Sunday, February 6, 2011

The 29th Anniversary of the Unidad Revolucionaria Nacional Guatemalteca (URNG)

While everyone was celebrating what would have been Ronald Reagan's 100th birthday yesterday, today the URNG is celebrating an anniversary. On February 7, 1982, the Guerrilla Army of the Poor (EGP), the Rebel Armed Forces (FAR), the Organization of the People in Arms (ORPA), and the Guatemalan Labor Party (PGT) formed the Guatemalan National Revolutionary Unit (URNG).
Over the next decade, the guerrillas were weakened by a series of military defeats and assassinations, the apparent failure of Marxism-Leninism as a viable alternative to the liberal-democratic order, and their failure to develop a broad based opposition to the military, and then civil-military, regimes. After nearly fifteen years of war, the URNG signed the Firm and Lasting Peace Agreement with President Alvaro Arzu of the National Advancement Party (PAN) on December 29, 1996. The URNG officially began the legal process of becoming a political party in June 1997 and was formally inscribed as a political party eighteen months later.
In 1999, the URNG prepared to form part of the New Nation Alliance (ANN) along with the Democratic Front for a New Guatemala (FDNG), the Democratic Leftist Union and the Authentic Integral Development Party for legislative and presidential elections. The alliance would have allowed the URNG and the Guatemalan left to capitalize on the previous electoral success of the FDNG which had elected six deputies to the Congress in 1995. But the leftist coalition fractured when the FDNG withdrew from the alliance in the midst of the 1999 campaign.

In the presidential election, the ANN candidate, Álvaro Colom Caballeros (Guatemala's current president), won just over 12% of the vote and finished in third place, well behind the Guatemalan Republican Front (FRG) and the (PAN). In the congressional elections, the URNG as part of the ANN won nine congressional seats. This accounted for 8% of the congress’ total of 113 seats.
For many new political parties, 8% of the seats would be quite an accomplishment. But given that the party led by former dictator Efrain Ríos Montt (FRG) captured sixty-three seats (56%) and the second most successful party (PAN) captured thirty-seven seats (33%), many were disappointed with the URNG’s electoral results. Some said that elections' outcome “essentially translated its military defeat into political defeat.”

Between the 1999 and 2003 elections, the URNG continued to have problems with maintaining its party unity and, eventually, Jorge Soto resigned from the party. The URNG remained distant from civil society and many of its former combatants at this time as well.
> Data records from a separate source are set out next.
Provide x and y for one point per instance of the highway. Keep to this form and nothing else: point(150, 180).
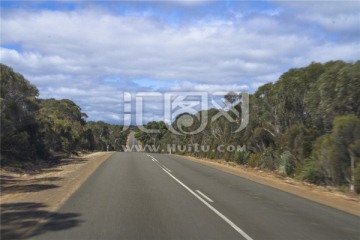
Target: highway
point(158, 196)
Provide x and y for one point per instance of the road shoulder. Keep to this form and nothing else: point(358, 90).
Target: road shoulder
point(29, 200)
point(324, 195)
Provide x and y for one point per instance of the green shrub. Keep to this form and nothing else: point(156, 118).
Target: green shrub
point(357, 178)
point(255, 159)
point(287, 164)
point(310, 171)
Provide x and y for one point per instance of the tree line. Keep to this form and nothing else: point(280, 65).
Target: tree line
point(306, 125)
point(36, 129)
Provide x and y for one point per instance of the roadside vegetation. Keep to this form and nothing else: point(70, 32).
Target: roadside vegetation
point(36, 130)
point(306, 126)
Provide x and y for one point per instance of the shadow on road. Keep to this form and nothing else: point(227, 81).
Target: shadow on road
point(28, 219)
point(11, 185)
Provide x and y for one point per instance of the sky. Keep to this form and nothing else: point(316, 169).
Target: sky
point(93, 51)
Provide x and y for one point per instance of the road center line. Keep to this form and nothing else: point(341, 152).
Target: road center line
point(228, 221)
point(204, 196)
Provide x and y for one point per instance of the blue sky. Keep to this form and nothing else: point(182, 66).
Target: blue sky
point(93, 51)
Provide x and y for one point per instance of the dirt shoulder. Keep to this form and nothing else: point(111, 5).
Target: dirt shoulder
point(29, 199)
point(328, 196)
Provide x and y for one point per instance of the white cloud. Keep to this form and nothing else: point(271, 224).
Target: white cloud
point(92, 55)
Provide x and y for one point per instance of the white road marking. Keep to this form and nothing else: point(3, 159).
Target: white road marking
point(228, 221)
point(204, 196)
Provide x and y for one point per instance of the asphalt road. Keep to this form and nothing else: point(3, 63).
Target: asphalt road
point(153, 196)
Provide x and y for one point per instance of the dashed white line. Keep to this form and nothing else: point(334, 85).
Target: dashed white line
point(204, 196)
point(228, 221)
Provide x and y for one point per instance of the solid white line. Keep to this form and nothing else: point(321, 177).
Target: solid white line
point(166, 168)
point(204, 196)
point(228, 221)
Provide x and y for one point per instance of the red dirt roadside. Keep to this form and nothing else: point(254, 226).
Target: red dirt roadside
point(29, 199)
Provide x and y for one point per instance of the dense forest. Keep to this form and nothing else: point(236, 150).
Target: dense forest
point(35, 129)
point(306, 125)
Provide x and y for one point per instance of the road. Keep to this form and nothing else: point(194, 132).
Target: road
point(158, 196)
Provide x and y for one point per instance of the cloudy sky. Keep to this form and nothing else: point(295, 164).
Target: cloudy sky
point(91, 52)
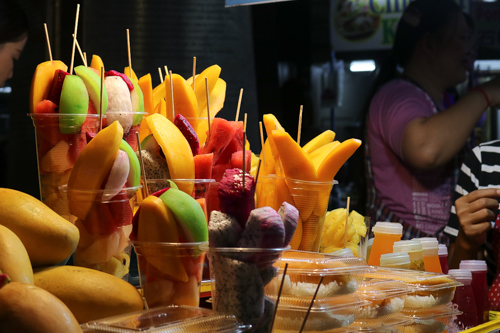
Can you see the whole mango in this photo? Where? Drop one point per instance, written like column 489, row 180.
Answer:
column 48, row 238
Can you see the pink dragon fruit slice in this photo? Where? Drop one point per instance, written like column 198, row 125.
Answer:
column 290, row 216
column 223, row 230
column 233, row 200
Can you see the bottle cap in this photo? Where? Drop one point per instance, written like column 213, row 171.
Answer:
column 474, row 265
column 390, row 259
column 407, row 246
column 388, row 228
column 443, row 250
column 460, row 274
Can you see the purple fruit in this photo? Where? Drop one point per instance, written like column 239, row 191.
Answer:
column 290, row 217
column 236, row 198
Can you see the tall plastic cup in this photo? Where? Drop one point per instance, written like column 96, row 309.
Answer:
column 430, row 248
column 479, row 269
column 386, row 234
column 414, row 250
column 59, row 140
column 464, row 298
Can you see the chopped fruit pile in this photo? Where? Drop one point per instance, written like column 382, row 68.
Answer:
column 332, row 238
column 171, row 274
column 104, row 179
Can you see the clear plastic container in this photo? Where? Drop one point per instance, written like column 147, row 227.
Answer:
column 386, row 234
column 305, row 269
column 427, row 290
column 326, row 313
column 166, row 320
column 479, row 269
column 414, row 250
column 388, row 324
column 435, row 320
column 395, row 260
column 383, row 297
column 443, row 258
column 430, row 247
column 464, row 299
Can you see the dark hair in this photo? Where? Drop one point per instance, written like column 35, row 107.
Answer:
column 13, row 22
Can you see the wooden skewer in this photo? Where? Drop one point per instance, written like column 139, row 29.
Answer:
column 208, row 108
column 310, row 305
column 129, row 54
column 239, row 105
column 100, row 99
column 300, row 125
column 346, row 221
column 161, row 74
column 74, row 40
column 48, row 41
column 278, row 299
column 143, row 170
column 194, row 73
column 80, row 51
column 171, row 93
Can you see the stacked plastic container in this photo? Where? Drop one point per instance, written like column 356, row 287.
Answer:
column 427, row 302
column 336, row 304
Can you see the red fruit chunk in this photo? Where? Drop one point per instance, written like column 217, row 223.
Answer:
column 203, row 166
column 237, row 160
column 236, row 198
column 123, row 76
column 222, row 133
column 55, row 89
column 236, row 143
column 189, row 133
column 46, row 106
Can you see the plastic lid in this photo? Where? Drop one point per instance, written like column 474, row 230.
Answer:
column 407, row 246
column 428, row 243
column 388, row 228
column 400, row 258
column 167, row 319
column 442, row 250
column 474, row 265
column 460, row 274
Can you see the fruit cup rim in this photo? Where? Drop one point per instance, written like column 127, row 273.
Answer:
column 205, row 247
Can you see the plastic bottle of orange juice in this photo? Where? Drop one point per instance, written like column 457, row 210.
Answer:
column 386, row 234
column 430, row 248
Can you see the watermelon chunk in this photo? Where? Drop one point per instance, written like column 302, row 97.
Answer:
column 221, row 134
column 237, row 160
column 236, row 143
column 203, row 166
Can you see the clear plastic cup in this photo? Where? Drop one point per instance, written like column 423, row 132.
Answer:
column 386, row 234
column 170, row 273
column 104, row 229
column 58, row 143
column 238, row 277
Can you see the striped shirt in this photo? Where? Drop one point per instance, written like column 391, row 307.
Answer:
column 480, row 170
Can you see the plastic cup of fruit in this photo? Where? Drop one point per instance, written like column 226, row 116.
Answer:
column 104, row 231
column 59, row 140
column 130, row 135
column 311, row 200
column 238, row 277
column 170, row 273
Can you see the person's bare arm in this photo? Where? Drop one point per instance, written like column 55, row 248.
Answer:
column 475, row 213
column 432, row 142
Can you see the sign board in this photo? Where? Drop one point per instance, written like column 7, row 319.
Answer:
column 358, row 25
column 231, row 3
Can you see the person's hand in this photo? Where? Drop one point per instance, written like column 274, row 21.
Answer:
column 475, row 211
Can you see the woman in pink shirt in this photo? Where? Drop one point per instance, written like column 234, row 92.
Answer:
column 413, row 139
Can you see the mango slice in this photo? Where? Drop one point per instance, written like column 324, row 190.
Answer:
column 176, row 149
column 92, row 167
column 320, row 140
column 185, row 102
column 42, row 81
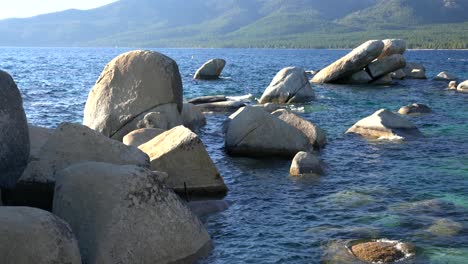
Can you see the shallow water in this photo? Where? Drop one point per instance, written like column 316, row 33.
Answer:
column 369, row 186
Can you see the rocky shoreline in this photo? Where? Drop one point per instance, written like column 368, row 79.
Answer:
column 100, row 191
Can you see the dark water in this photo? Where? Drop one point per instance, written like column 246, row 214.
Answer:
column 369, row 188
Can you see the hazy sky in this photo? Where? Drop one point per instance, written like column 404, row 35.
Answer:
column 27, row 8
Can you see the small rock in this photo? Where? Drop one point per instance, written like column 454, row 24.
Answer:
column 353, row 62
column 208, row 99
column 463, row 87
column 445, row 76
column 290, row 85
column 445, row 227
column 30, row 235
column 384, row 124
column 207, row 207
column 181, row 154
column 210, row 70
column 384, row 80
column 141, row 136
column 379, row 251
column 415, row 71
column 453, row 85
column 154, row 120
column 38, row 136
column 123, row 214
column 414, row 109
column 192, row 117
column 398, row 75
column 305, row 163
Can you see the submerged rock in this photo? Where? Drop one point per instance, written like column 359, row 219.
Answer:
column 141, row 136
column 353, row 62
column 382, row 251
column 317, row 137
column 398, row 74
column 207, row 207
column 221, row 107
column 445, row 76
column 181, row 154
column 305, row 163
column 123, row 214
column 290, row 85
column 415, row 71
column 192, row 117
column 254, row 132
column 384, row 80
column 29, row 235
column 132, row 85
column 384, row 124
column 463, row 87
column 445, row 227
column 14, row 134
column 208, row 99
column 453, row 85
column 38, row 136
column 414, row 109
column 210, row 70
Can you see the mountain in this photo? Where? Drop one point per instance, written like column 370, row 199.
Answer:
column 245, row 23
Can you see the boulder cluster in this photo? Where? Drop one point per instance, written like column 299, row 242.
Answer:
column 128, row 185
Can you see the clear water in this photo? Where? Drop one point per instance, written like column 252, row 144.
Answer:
column 369, row 186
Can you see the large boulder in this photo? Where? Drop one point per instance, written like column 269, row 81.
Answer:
column 124, row 214
column 463, row 87
column 192, row 117
column 414, row 70
column 14, row 138
column 317, row 137
column 132, row 85
column 30, row 235
column 71, row 143
column 353, row 62
column 384, row 124
column 445, row 76
column 38, row 136
column 181, row 154
column 415, row 108
column 393, row 46
column 141, row 136
column 255, row 132
column 386, row 65
column 290, row 85
column 210, row 70
column 305, row 163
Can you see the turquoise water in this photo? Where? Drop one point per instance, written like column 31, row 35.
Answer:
column 371, row 189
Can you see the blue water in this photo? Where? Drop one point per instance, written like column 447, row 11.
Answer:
column 369, row 187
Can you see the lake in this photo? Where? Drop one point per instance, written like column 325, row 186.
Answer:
column 372, row 189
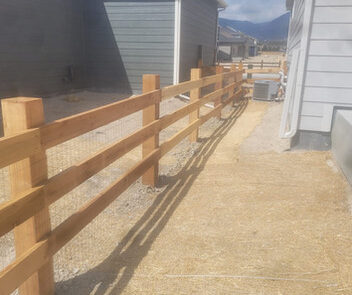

By the time of the 2003 elections rolled around, the URNG was in a significantly weaker position than it was in 1999.

Like the FMLN, the URNG presented one of its historic leaders as its presidential candidate in its second attempt at the presidency after choosing an individual loosely tied to the insurgency in its first attempt. In November 2003, the URNG selected Rodrigo Asturias (aka Gaspar Ilom), the son of Nobel Literature Laureate Miguel Angel Asturias. After a disappointing campaign, Asturias captured 3% of the national vote and finished in sixth place. As the URNG’s performance dropped from 12% to 3%, so too its vote total dropped by some 200,000, leaving it with fewer than 70,000 votes.

The elections for the country’s legislature were similarly disappointing as the URNG captured 4% percent of the national vote and two seats in the congress. Its performance was considerably worse than simply capturing fewer seats relative to 1999, as the total number of seats available had increased from 113 to 158 in the intervening years.


In 2007, fourteen candidates vied for the presidency with only three (Colom 28.23%, Pérez Molina 23.51%, and Giammattei 17.23%) attaining electoral support in the double digits. The URNG-MAIZ ticket captured a disappointing, but not unexpected, two percent of the vote. The ex-guerrillas in the ANN captured less than 1%. Finally, the Encuentro por Guatemala-Winaq, with Rigoberta Menchú as its candiate, received 3.09% of the national vote. Colom defeated Pérez Molina in a second round contest to become the sixth consecutive civilian president of Guatemala (53% to 47%). At the same time, the URNG-MAIZ captured two seats in the congress with 3.27% of the vote.

Today, the URNG-MAIZ is working to form a broad front to contest the 2011 elections with Pablo Monsanto of the ANN and other political and social organizations on the left. There's no clear presidential candidate (Pablo?) and the party has little ability to affect this year's presidential election. At the legislative level, the URNG and allies could pick up a seat in perhaps Chimaltenango, Sololá, Alta Verapaz, or Petén. and also hold its Huehuetenango (Walter Felix) and from the national list (Hector Nuila).